= Nicolas Achucarro Lund =

Basque neuroscientist

Nicolas Achucarro Lund (14 June 1880 – 23 April 1918) was a Basque neuroscientist, neuropathologist, and physician. A prominent member of the Spanish Histological School (also known as the Cajal School), Achucarro made seminal contributions to the study of neuroglia, neurodegenerative conditions, and histological staining techniques before his death at age 37.

The Achucarro Basque Center for Neuroscience, established in Leioa in 2012 by Ikerbasque and the University of the Basque Country, was named in his honor.

== Early life and education ==
Achucarro was born into an educated family. His father, Aniceto Achucarro, was an ophthalmologist, and his mother, Juana Lund Ugarte, was the daughter of a Norwegian merchant settled in Bilbao.

He received his secondary education at the Institute of Bilbao, where philosopher Miguel de Unamuno was among his teachers. In 1895, he spent 16 months in Germany studying at the Gymnasium of Wiesbaden. He entered the University of Madrid in 1897, where he studied under Santiago Ramón y Cajal and was introduced to histological research in the laboratory of Luis Simarro. After completing additional coursework in Marburg, Germany, he earned his medical degree in Madrid in 1904. In 1906, he defended his doctoral dissertation on brain lesions caused by experimentally induced rabies.

== Career and international research ==
To expand his clinical and laboratory training, Nicolas Achucarro worked across several major European scientific centers:

- Paris (1904–1905): Worked at the Hospice de Bicêtre under neurologist Pierre Marie and attended clinical sessions led by Joseph Babinski at the Hôpital de la Pitié.
- Florence and Munich (1905–1908): Studied under Ernesto Lugaro and Eugenio Tanzi in Florence before joining Emil Kraepelin and Alois Alzheimer in Munich. His work in Alzheimer’s laboratory proved decisive in shaping his career focus on neurohistology.

In September 1908, Achucarro moved to the United States to serve as director of the histopathology laboratory at the Government Hospital for the Insane (Saint Elizabeths Hospital) in Washington, D.C. During his tenure, he established and edited the institution's scientific journal, Bulletin of the Government Hospital for the Insane. His research contributions during this period earned him an honorary doctorate (Doctor Honoris Causa) from Yale University.

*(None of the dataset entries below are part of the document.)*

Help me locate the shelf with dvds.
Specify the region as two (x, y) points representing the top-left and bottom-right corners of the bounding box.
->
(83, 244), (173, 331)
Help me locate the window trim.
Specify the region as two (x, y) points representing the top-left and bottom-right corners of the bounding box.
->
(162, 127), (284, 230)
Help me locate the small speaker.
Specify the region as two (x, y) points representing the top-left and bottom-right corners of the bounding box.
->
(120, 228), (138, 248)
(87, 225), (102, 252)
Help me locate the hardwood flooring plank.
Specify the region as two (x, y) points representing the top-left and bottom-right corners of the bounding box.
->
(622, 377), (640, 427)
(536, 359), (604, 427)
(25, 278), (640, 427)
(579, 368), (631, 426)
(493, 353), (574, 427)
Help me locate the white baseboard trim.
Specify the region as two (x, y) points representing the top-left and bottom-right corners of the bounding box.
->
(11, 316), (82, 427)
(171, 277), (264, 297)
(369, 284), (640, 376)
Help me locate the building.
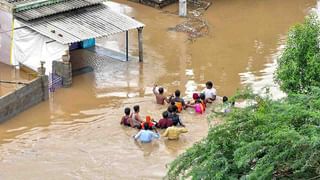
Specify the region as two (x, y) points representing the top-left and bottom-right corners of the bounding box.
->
(0, 0), (144, 87)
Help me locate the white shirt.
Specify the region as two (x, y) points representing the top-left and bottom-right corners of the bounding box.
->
(202, 88), (217, 99)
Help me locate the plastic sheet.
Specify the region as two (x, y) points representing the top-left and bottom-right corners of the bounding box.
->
(11, 21), (69, 75)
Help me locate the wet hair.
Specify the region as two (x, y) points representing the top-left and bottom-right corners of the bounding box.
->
(206, 81), (213, 89)
(124, 107), (130, 116)
(162, 111), (169, 118)
(143, 123), (150, 130)
(200, 93), (206, 100)
(133, 105), (140, 112)
(174, 89), (180, 97)
(222, 96), (228, 102)
(158, 87), (164, 94)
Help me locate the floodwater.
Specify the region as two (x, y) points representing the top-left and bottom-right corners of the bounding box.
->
(0, 0), (317, 179)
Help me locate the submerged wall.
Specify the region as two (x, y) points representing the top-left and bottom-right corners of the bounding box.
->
(0, 76), (49, 122)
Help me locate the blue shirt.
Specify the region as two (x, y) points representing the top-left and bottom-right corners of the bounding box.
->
(134, 130), (160, 143)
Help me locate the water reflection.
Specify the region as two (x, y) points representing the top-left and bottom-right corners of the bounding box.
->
(239, 36), (285, 99)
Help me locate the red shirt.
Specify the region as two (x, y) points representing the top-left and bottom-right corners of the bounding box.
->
(157, 119), (173, 129)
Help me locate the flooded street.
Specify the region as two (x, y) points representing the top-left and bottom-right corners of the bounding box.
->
(0, 0), (317, 179)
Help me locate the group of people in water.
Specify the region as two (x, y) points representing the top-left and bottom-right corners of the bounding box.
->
(120, 81), (228, 143)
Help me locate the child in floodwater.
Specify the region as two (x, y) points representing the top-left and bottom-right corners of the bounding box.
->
(202, 81), (217, 103)
(152, 84), (172, 105)
(120, 107), (132, 127)
(130, 105), (143, 129)
(163, 122), (188, 140)
(156, 111), (172, 129)
(222, 96), (235, 114)
(168, 107), (185, 127)
(171, 89), (186, 112)
(133, 124), (160, 143)
(141, 116), (156, 129)
(188, 99), (205, 114)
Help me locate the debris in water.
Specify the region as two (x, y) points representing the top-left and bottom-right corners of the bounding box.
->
(165, 1), (211, 40)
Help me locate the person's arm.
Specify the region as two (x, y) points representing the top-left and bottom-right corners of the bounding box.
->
(152, 84), (159, 95)
(136, 114), (143, 123)
(162, 128), (169, 137)
(120, 116), (124, 124)
(133, 131), (141, 140)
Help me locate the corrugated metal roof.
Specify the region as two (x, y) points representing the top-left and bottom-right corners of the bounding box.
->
(22, 5), (144, 44)
(14, 0), (103, 21)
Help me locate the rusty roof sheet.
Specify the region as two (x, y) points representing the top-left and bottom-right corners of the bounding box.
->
(14, 0), (103, 21)
(21, 5), (144, 44)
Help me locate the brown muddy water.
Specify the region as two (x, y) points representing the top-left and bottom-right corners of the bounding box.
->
(0, 0), (317, 179)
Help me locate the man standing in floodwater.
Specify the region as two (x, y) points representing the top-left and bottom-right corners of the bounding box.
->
(202, 81), (217, 103)
(152, 84), (172, 105)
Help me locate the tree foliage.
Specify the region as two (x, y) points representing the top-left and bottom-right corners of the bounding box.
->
(167, 14), (320, 180)
(167, 89), (320, 179)
(276, 14), (320, 93)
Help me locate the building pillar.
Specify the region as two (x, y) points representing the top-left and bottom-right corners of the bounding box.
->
(126, 31), (129, 61)
(38, 61), (49, 101)
(52, 51), (72, 88)
(138, 27), (143, 62)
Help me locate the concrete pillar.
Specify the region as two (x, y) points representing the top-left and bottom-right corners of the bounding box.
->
(38, 61), (49, 101)
(126, 31), (129, 61)
(179, 0), (187, 17)
(138, 27), (143, 62)
(52, 51), (72, 88)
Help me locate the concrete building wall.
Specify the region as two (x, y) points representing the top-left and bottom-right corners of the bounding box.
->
(0, 76), (49, 122)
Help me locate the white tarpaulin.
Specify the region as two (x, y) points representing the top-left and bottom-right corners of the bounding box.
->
(12, 21), (69, 75)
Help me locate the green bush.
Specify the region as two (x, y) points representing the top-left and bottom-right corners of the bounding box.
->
(167, 88), (320, 179)
(276, 14), (320, 93)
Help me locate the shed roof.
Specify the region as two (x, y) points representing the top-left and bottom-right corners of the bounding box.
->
(21, 5), (144, 44)
(14, 0), (103, 21)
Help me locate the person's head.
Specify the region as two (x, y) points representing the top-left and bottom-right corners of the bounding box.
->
(143, 123), (150, 130)
(124, 107), (130, 116)
(133, 105), (140, 113)
(231, 101), (236, 106)
(162, 111), (169, 119)
(192, 93), (199, 100)
(146, 116), (151, 123)
(206, 81), (213, 89)
(200, 93), (206, 101)
(174, 89), (180, 97)
(222, 96), (228, 103)
(172, 121), (178, 126)
(158, 87), (164, 94)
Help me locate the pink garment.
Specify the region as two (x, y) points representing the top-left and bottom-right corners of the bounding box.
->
(194, 103), (203, 114)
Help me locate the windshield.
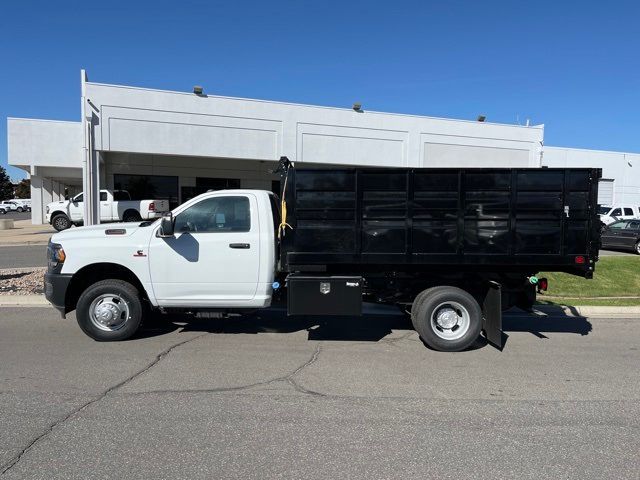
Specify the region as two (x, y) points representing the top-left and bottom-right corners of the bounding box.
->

He returned to Spain in 1910 to join Santiago Ramón y Cajal's Laboratory of Biological Research in Madrid. There, Achucarro established his own research group and mentored younger scientists, most notably Pío del Río-Hortega.

== Scientific contributions ==
Achucarro published over 30 original research papers in Spanish, German, French, and English within a single decade. His core achievements include
- Functional Roles of Neuroglia: At a time when glial cells were viewed merely as passive structural framework for neurons, Achucarro proposed that astrocytes played active metabolic, secretory, and phagocytic roles.
- The Achucarro Stain: He developed a specialized histological staining technique using tannin and ammoniacal silver, which allowed researchers to visualize glial structures and connective tissue reticulin with high clarity.
- Microglial foundations: His studies on rod-shaped glial cells (Stäbchenzellen) in diseased brain tissue laid the foundation for his pupil, Pío del Río-Hortega, to formally discover and classify microglial cells in 1919.

== Personal life and health ==
In 1911, Achucarro married his cousin, Dolores Lund. In 1915, he began experiencing symptoms of Hodgkin's lymphoma, a condition he diagnosed himself. As his disease progressed, he retired to his family home in Neguri, where he died on April 23, 1918.